Among the zero-shot baseline, CODER and SapBERT’s performances were better across most data set categories. However, in the category in which all diagnoses were considered (diagnoses with >0 notes), CODER outperformed SapBERT, obtaining a maximum and minimum MRR score of 0.16 and 0.02, respectively. These MRR scores indicate that, on average, both CliniqIR models returned the correct diagnosis for a case among their top 5 predictions. In contrast, the best-performing pretrained zero-shot baselines, CODER and SapBERT, returned an accurate diagnosis for a query among their top 15 and 12 predictions, respectively.

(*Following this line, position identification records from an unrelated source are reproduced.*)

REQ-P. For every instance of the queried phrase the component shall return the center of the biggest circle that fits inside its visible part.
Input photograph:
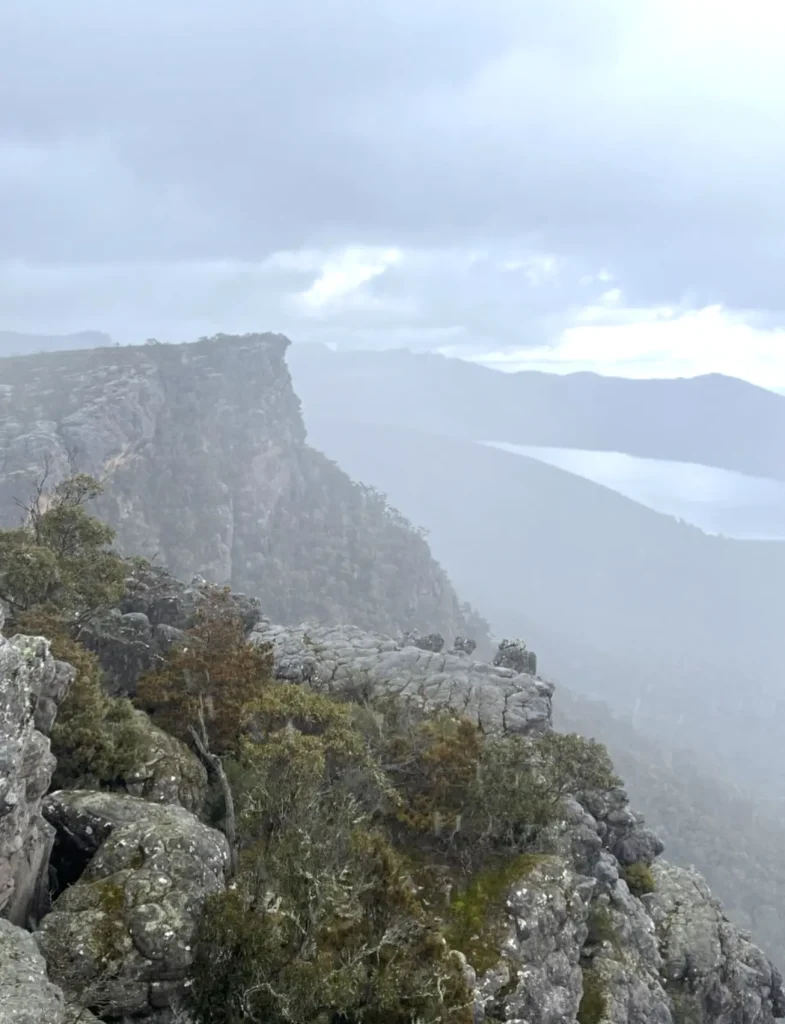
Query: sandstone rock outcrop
(351, 660)
(120, 938)
(203, 450)
(27, 995)
(32, 683)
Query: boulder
(165, 770)
(27, 995)
(350, 660)
(513, 654)
(711, 970)
(155, 612)
(464, 645)
(32, 683)
(537, 978)
(120, 938)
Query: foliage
(640, 879)
(475, 918)
(467, 796)
(375, 840)
(211, 679)
(57, 570)
(317, 931)
(59, 560)
(95, 737)
(593, 1001)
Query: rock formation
(592, 928)
(203, 449)
(27, 995)
(140, 873)
(32, 683)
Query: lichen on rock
(120, 938)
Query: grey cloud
(157, 133)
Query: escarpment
(203, 452)
(589, 927)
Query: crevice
(68, 862)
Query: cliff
(580, 935)
(202, 449)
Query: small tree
(203, 691)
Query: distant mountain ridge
(204, 453)
(713, 420)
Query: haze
(509, 240)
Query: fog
(422, 196)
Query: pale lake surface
(718, 501)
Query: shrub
(95, 737)
(59, 562)
(207, 683)
(640, 879)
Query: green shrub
(59, 561)
(95, 737)
(640, 879)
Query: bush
(208, 682)
(593, 1001)
(59, 562)
(95, 737)
(374, 841)
(640, 879)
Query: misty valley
(292, 651)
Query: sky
(563, 184)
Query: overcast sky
(557, 183)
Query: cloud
(658, 343)
(568, 147)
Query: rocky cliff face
(578, 941)
(203, 451)
(31, 684)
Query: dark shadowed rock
(146, 871)
(165, 770)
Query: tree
(58, 565)
(203, 691)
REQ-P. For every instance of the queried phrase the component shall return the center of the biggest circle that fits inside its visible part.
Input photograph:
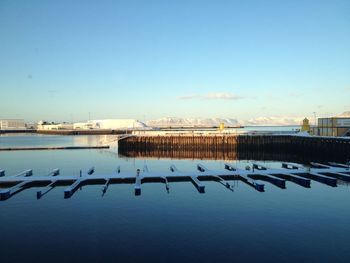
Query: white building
(12, 124)
(43, 125)
(112, 124)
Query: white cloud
(212, 96)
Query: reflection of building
(334, 126)
(43, 125)
(12, 124)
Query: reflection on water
(237, 154)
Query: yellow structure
(306, 125)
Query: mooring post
(138, 183)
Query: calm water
(291, 225)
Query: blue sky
(60, 60)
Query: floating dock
(253, 176)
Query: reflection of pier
(234, 154)
(238, 147)
(327, 174)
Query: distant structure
(333, 126)
(118, 124)
(306, 125)
(47, 126)
(12, 124)
(107, 124)
(111, 124)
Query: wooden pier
(238, 147)
(328, 174)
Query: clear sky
(60, 60)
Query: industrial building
(43, 125)
(333, 126)
(118, 124)
(12, 124)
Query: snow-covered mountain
(191, 122)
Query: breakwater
(238, 147)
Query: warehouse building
(12, 124)
(334, 126)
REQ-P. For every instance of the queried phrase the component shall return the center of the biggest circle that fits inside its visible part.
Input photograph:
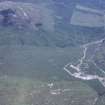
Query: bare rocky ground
(23, 91)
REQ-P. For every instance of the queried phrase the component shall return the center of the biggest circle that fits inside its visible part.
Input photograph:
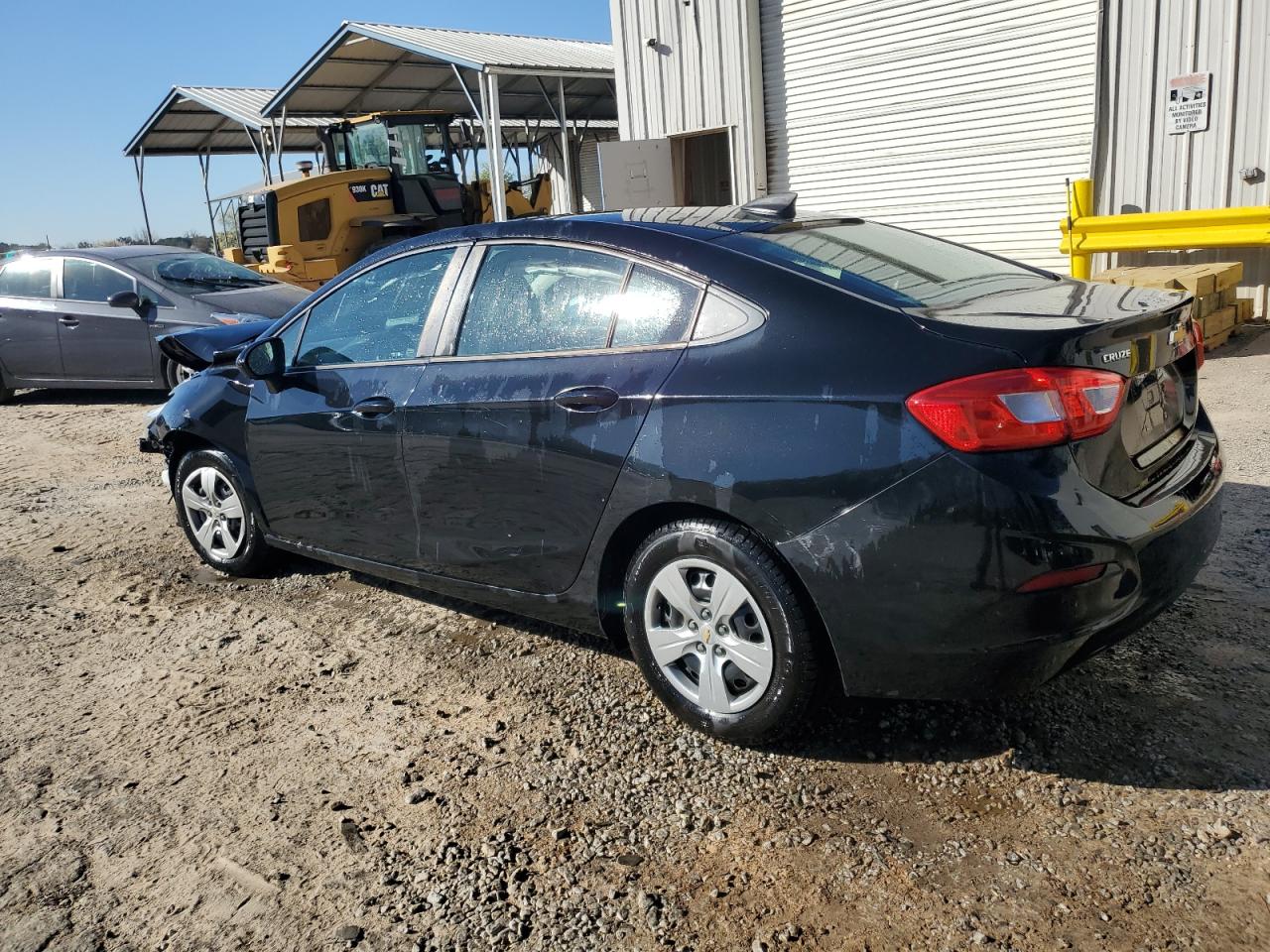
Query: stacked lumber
(1218, 307)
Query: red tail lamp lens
(1020, 409)
(1064, 578)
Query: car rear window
(887, 264)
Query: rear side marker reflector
(1064, 578)
(1020, 409)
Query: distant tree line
(190, 239)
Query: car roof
(634, 229)
(701, 222)
(114, 254)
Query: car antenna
(775, 206)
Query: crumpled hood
(197, 348)
(266, 299)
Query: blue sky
(79, 77)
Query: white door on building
(636, 175)
(960, 117)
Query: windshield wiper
(216, 282)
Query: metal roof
(195, 119)
(381, 67)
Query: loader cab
(416, 149)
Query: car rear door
(28, 320)
(98, 341)
(324, 445)
(513, 439)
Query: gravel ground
(322, 761)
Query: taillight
(1020, 409)
(1064, 578)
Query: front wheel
(213, 511)
(717, 631)
(176, 373)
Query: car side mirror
(264, 359)
(125, 298)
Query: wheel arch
(638, 526)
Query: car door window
(531, 298)
(376, 316)
(90, 281)
(27, 277)
(656, 308)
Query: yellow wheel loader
(389, 177)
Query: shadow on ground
(87, 398)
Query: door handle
(373, 408)
(587, 400)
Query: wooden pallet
(1218, 307)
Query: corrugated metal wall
(585, 171)
(699, 71)
(955, 117)
(1142, 168)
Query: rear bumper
(917, 585)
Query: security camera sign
(1187, 109)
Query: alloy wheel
(214, 512)
(707, 635)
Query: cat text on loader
(390, 176)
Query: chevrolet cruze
(758, 447)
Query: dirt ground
(321, 761)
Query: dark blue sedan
(89, 317)
(756, 445)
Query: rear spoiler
(198, 348)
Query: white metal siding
(955, 117)
(701, 72)
(1142, 168)
(584, 168)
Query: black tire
(794, 657)
(253, 553)
(173, 373)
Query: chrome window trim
(448, 338)
(460, 252)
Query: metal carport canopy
(370, 67)
(218, 121)
(206, 121)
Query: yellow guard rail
(1084, 235)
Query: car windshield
(181, 271)
(888, 264)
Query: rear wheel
(717, 630)
(213, 511)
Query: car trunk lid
(1141, 334)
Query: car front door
(98, 341)
(28, 320)
(520, 426)
(324, 445)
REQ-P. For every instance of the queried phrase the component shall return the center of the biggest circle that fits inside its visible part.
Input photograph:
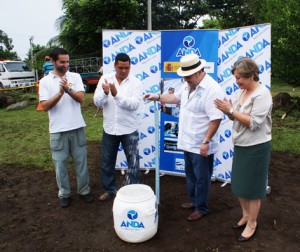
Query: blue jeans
(110, 146)
(63, 145)
(198, 170)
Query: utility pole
(31, 55)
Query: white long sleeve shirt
(120, 113)
(196, 112)
(66, 114)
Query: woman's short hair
(247, 68)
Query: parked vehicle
(88, 68)
(15, 74)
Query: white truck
(15, 74)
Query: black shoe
(236, 226)
(64, 202)
(88, 198)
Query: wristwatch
(205, 141)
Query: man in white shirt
(120, 94)
(61, 94)
(199, 120)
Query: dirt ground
(32, 220)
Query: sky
(22, 19)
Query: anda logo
(132, 223)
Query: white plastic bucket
(135, 213)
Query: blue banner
(175, 44)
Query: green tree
(6, 47)
(177, 14)
(284, 17)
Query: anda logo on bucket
(132, 215)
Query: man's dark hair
(122, 57)
(56, 52)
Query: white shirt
(196, 112)
(66, 114)
(120, 113)
(259, 107)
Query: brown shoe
(105, 196)
(195, 216)
(187, 205)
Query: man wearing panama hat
(199, 120)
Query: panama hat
(190, 64)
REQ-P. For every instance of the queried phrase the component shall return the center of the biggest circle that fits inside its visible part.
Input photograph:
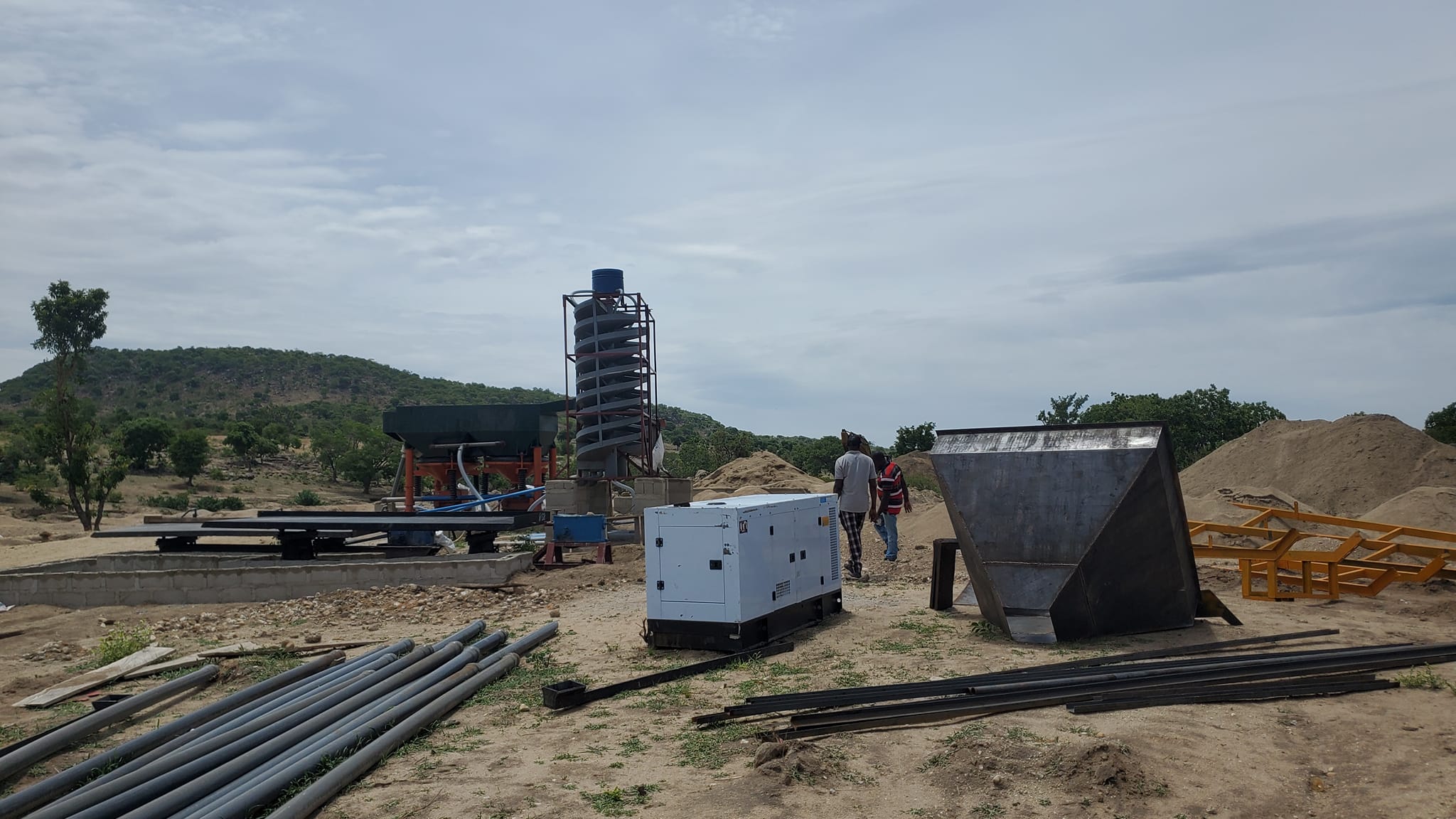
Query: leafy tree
(328, 442)
(369, 459)
(190, 452)
(1199, 420)
(248, 444)
(919, 437)
(1442, 424)
(70, 323)
(144, 441)
(1065, 410)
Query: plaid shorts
(854, 523)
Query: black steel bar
(1233, 694)
(1086, 662)
(50, 788)
(956, 685)
(932, 710)
(571, 694)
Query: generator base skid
(743, 636)
(737, 573)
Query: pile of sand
(1347, 466)
(762, 471)
(1429, 508)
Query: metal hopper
(1071, 531)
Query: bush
(230, 503)
(179, 502)
(122, 641)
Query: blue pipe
(487, 499)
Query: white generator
(733, 574)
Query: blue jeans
(887, 528)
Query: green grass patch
(704, 748)
(618, 802)
(987, 630)
(1423, 678)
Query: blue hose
(483, 500)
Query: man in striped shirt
(894, 498)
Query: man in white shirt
(855, 486)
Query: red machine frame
(535, 470)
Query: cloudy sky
(860, 213)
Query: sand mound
(1218, 506)
(925, 525)
(1429, 508)
(1346, 466)
(762, 470)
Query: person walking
(855, 486)
(894, 498)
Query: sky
(843, 213)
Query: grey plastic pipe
(46, 746)
(261, 793)
(229, 724)
(468, 655)
(198, 777)
(140, 784)
(50, 788)
(361, 761)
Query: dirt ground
(1379, 754)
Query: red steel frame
(537, 469)
(632, 304)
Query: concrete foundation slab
(178, 579)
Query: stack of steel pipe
(1093, 685)
(239, 755)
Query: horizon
(857, 215)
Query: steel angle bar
(957, 685)
(874, 716)
(1086, 662)
(1253, 695)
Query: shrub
(122, 641)
(230, 503)
(179, 502)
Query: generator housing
(736, 573)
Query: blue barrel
(606, 280)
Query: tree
(144, 441)
(1066, 410)
(70, 323)
(328, 442)
(372, 455)
(248, 444)
(1199, 420)
(919, 437)
(190, 452)
(1442, 424)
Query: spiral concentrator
(611, 350)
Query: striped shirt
(892, 488)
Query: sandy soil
(1382, 754)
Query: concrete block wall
(183, 579)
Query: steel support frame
(1325, 574)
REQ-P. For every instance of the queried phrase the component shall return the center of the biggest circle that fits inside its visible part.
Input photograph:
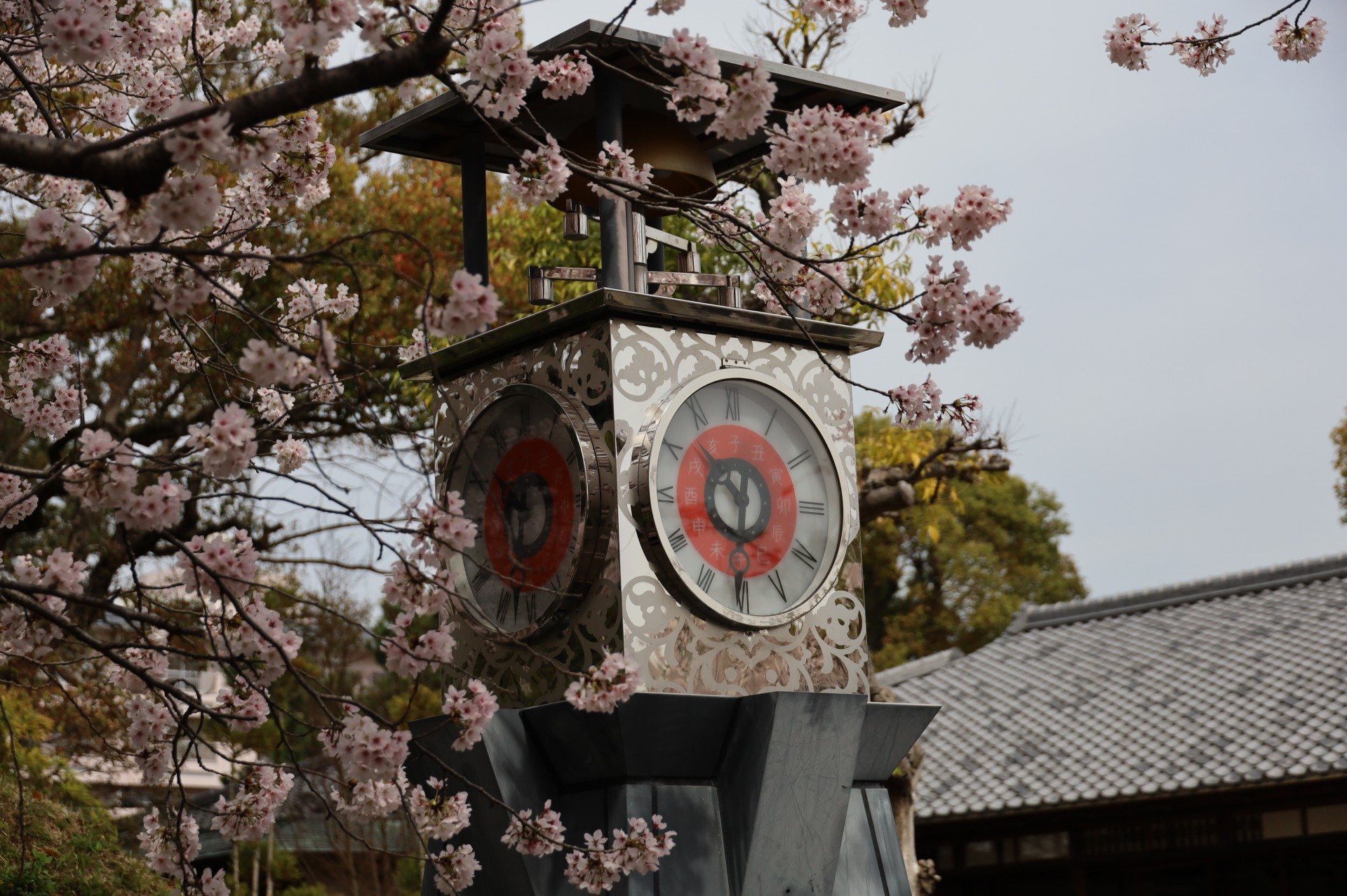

Ensemble Models Yielded State-of-the-Art Performance

We have shown that CliniqIR models deliver valuable diagnostic decision support in the setting of limited or unavailable training data. On the other hand, a supervised pretrained model such as ClinicalBERT is an efficient alternative when training data are abundant. To combine the strengths of both models, we used the RRF algorithm as an ensemble strategy. The RRF algorithm combines the ranks of all the ensemble members (a CliniqIR model and a supervised model) to produce a new ranked list of diagnoses for a given patient’s clinical note. We hypothesized that creating an ensemble with both models would boost predictive performance across various diagnoses regardless of the availability of associated clinical notes.

To implement the RRF algorithm introduced in the Model Ensemble: Reciprocal Rank Fusion section, we used ClinicalBERT and a CliniqIR model to obtain separate ranked lists for each diagnosis and concept across queries. We compared the predictive performance of each individual model to that of the ensemble in terms of MRR for each note availability category. Figure 6 shows the output of the experiments before and after fusing the predicted ranks from both models.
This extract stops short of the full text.